Some population groups appear to be at high risk of developing a vitamin deficiency in certain circumstances. Examples include gastrointestinal disease or surgery causing vitamin malabsorption or depletion, liver disease, chronic renal disease or AIDS and patients with congenital or hereditary metabolic disorders. Prolonged parenteral nutrition is a major cause of vitamin deficiency. Deficiencies may also arise sporadically as a result of a combination of acquired factors such as pregnancy and breast-feeding, prematurity, poverty, obesity, recent immigration, adolescence, ageing or medicinal product intake. Alcoholism causes a variety of vitamin deficiencies as a result of the loss of appetite, liver disorders and poor diet with which it is associated [12]. The vitamin deficiencies caused by an imbalanced diet – whether as a result of personal conviction (vegetarian, vegan or macrobiotic), dietary negligence or error (strict elimination diet in allergic subjects or when lactose intolerance is suspected) [23], or caused by anorexia, drug dependency or psychosis – are also non negligible. There are currently a number of nutritionally-unsound "fad" weight-loss or well-being diets [25].

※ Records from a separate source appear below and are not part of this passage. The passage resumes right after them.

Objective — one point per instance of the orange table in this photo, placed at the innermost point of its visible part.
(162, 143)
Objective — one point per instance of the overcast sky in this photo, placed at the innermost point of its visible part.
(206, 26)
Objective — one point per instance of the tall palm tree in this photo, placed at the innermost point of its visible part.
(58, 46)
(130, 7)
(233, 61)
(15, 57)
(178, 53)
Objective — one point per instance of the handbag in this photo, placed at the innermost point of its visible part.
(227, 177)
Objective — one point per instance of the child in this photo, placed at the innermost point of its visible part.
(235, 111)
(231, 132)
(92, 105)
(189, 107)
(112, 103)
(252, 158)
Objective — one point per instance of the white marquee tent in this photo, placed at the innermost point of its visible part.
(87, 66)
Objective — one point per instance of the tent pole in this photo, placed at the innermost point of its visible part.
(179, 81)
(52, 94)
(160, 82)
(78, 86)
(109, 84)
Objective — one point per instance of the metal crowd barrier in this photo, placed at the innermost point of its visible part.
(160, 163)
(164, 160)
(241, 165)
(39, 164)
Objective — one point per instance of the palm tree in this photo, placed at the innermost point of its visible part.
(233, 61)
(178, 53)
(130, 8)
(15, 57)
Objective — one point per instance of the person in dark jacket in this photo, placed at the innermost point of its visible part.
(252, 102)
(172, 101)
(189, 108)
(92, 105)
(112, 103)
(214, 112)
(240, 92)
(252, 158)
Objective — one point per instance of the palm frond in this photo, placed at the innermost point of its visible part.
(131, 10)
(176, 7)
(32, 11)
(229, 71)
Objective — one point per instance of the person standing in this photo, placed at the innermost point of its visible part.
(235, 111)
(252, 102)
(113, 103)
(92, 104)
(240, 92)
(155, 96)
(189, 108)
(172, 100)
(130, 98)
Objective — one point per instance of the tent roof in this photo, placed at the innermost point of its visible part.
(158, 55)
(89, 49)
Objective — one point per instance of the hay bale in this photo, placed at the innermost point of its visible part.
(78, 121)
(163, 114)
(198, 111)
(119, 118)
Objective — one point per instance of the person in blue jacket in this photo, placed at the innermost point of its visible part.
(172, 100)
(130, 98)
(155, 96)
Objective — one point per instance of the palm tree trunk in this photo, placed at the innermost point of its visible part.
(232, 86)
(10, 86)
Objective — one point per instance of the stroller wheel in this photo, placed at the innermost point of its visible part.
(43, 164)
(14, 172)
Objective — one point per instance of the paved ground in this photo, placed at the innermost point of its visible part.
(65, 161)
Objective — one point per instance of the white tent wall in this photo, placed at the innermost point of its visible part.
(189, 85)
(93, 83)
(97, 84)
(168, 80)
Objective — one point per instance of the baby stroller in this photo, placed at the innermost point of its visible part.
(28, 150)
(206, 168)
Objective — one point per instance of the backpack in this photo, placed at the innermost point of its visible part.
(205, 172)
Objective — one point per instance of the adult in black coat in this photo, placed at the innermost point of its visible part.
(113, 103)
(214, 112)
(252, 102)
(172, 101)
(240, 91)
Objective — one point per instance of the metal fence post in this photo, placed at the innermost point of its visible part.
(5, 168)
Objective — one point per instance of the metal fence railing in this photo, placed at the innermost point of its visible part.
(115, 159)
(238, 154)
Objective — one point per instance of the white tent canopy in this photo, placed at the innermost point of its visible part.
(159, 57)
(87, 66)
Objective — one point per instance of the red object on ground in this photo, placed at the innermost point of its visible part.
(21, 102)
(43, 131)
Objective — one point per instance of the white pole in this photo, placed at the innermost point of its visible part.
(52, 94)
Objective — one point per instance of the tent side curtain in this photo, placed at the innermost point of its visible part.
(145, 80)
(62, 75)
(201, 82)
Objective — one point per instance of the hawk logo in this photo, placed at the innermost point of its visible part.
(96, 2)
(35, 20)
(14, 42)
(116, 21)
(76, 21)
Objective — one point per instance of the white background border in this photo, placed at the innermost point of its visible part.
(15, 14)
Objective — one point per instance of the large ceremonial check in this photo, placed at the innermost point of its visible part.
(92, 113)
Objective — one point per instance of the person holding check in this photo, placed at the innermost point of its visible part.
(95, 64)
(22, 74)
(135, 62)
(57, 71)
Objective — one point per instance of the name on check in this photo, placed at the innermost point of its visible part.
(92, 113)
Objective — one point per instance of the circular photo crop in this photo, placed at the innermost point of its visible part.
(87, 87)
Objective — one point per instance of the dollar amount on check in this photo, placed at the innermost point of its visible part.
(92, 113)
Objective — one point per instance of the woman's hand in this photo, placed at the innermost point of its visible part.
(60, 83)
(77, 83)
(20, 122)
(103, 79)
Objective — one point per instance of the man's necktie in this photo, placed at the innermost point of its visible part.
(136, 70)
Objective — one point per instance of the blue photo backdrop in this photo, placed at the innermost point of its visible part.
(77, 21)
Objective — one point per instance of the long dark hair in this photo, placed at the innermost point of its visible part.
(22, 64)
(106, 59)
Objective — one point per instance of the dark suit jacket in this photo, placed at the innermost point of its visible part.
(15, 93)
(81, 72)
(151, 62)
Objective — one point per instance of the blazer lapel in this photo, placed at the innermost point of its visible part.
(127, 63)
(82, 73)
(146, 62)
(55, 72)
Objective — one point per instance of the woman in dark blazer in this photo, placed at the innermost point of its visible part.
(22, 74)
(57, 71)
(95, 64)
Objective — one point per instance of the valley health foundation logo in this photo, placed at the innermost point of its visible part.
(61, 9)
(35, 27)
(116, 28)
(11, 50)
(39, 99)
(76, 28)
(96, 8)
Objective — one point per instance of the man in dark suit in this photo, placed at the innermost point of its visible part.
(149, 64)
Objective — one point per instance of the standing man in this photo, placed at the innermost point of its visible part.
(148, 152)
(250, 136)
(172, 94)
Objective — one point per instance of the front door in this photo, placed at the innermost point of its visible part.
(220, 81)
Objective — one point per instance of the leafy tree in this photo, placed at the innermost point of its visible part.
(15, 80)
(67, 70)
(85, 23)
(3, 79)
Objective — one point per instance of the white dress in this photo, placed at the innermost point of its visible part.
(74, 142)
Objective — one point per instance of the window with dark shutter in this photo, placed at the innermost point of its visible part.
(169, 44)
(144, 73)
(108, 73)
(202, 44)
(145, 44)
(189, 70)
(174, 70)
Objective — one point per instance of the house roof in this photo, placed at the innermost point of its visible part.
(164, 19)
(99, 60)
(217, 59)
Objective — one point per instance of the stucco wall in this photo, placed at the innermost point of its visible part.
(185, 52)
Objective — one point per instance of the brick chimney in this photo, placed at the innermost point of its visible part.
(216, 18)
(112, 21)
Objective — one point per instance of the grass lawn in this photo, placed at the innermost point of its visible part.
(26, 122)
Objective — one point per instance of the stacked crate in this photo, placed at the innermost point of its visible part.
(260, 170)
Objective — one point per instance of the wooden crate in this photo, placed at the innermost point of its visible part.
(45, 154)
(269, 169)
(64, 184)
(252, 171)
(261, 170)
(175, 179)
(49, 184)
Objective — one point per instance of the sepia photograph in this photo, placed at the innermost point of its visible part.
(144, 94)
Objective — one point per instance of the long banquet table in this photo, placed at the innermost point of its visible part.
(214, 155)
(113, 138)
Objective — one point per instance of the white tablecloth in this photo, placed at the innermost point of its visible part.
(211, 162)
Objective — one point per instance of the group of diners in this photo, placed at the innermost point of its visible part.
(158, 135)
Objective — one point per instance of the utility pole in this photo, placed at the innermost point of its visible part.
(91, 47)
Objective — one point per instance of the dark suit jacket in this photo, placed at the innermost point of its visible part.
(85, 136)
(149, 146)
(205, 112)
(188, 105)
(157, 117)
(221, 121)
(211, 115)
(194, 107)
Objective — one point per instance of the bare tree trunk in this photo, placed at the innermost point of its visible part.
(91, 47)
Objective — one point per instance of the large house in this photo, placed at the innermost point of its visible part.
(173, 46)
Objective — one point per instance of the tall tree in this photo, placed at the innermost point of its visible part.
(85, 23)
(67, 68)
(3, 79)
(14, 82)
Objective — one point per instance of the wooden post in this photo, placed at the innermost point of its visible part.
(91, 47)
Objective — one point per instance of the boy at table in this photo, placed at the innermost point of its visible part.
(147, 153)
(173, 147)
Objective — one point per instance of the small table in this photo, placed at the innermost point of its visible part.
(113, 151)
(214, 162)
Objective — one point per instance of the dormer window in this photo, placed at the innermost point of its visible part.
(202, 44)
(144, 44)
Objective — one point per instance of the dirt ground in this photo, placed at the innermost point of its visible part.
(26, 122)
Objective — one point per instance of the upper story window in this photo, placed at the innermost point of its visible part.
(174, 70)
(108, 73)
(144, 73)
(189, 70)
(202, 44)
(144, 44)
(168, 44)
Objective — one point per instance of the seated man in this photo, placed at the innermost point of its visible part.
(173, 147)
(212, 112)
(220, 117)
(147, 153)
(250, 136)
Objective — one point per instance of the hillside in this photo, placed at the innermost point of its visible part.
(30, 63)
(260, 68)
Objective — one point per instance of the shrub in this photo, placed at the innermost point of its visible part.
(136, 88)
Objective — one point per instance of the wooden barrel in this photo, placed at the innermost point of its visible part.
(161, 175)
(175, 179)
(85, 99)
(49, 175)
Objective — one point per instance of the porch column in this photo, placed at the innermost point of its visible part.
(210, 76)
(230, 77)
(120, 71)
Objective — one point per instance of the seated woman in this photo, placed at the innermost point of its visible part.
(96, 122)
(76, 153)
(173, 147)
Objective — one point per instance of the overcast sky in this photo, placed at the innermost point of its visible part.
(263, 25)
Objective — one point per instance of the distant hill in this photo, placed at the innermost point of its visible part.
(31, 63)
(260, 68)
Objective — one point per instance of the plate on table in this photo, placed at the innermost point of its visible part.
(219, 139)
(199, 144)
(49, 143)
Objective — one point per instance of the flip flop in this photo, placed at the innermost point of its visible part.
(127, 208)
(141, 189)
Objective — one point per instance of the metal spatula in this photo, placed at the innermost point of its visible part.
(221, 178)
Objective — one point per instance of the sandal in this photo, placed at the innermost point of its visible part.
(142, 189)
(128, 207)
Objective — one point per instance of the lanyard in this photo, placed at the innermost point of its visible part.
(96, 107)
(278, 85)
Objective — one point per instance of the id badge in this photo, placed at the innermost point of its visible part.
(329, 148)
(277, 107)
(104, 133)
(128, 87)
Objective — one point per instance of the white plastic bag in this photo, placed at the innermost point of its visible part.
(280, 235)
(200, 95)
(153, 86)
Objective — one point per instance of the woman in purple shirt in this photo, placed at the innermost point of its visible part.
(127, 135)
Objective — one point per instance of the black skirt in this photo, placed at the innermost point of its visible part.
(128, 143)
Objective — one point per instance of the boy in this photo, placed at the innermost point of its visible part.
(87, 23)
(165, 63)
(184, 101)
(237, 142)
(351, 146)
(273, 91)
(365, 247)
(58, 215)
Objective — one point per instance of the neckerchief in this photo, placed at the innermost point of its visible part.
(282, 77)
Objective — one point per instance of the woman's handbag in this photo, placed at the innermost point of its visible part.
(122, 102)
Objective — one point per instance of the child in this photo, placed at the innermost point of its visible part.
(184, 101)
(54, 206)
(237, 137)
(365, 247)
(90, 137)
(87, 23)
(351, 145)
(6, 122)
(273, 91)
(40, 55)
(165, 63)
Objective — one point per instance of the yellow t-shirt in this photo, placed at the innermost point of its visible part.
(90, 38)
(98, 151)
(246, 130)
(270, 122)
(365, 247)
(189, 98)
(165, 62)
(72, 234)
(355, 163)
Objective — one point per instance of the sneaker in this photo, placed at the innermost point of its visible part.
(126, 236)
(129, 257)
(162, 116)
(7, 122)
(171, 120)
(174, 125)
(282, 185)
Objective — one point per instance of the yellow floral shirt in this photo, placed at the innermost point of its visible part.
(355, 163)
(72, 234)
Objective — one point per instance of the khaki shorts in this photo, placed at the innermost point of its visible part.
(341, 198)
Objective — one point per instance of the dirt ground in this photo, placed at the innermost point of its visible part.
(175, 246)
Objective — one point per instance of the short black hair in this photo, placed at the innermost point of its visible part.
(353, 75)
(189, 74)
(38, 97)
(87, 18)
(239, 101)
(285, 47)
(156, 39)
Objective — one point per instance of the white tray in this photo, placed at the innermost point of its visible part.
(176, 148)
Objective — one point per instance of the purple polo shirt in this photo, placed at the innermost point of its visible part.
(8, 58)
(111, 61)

Vitamin deficiencies are difficult to diagnose. A deficiency is not always considered as a possible diagnosis and the clinical signs – with which both patients and healthcare providers may be unfamiliar - are difficult to analyse. Their impact on the skin varies in type and intensity depending on which vitamin is lacking. Some cutaneous signs are second-tier as they are not specific and are seen with other deficiencies. Conversely, with pellagra or scurvy, the cutaneous signs are primordial (see Table I)

If a vitamin deficiency is suspected, a brief enquiry into dietary habits (regular consumption of foods from the four main groups, i.e. milk products and eggs, meat and fish, cereals and fresh fruit and vegetables) is extremely useful.

It is often difficult to detect a vitamin deficiency via laboratory tests and the results are unreliable, which further complicates their diagnosis. Moreover, most vitamin assays (thiamine, riboflavin, biotin, phylloquinone or ascorbic acid) are not covered by the national health insurance scheme in France. Blood or urine concentrations are often a simple reflection of recent consumption of the vitamin tested for and do not give a true picture of the subject’s vitamin levels. A true vitamin deficiency arises when the vitamin stock is depleted and, for some vitamins, serum concentrations are not an accurate reflection of the amount remaining in the body. Ideally, a tissue assay should be done. A vitamin deficiency is only truly proven when the symptoms resolve after presumptive supplementation with the vitamin in question.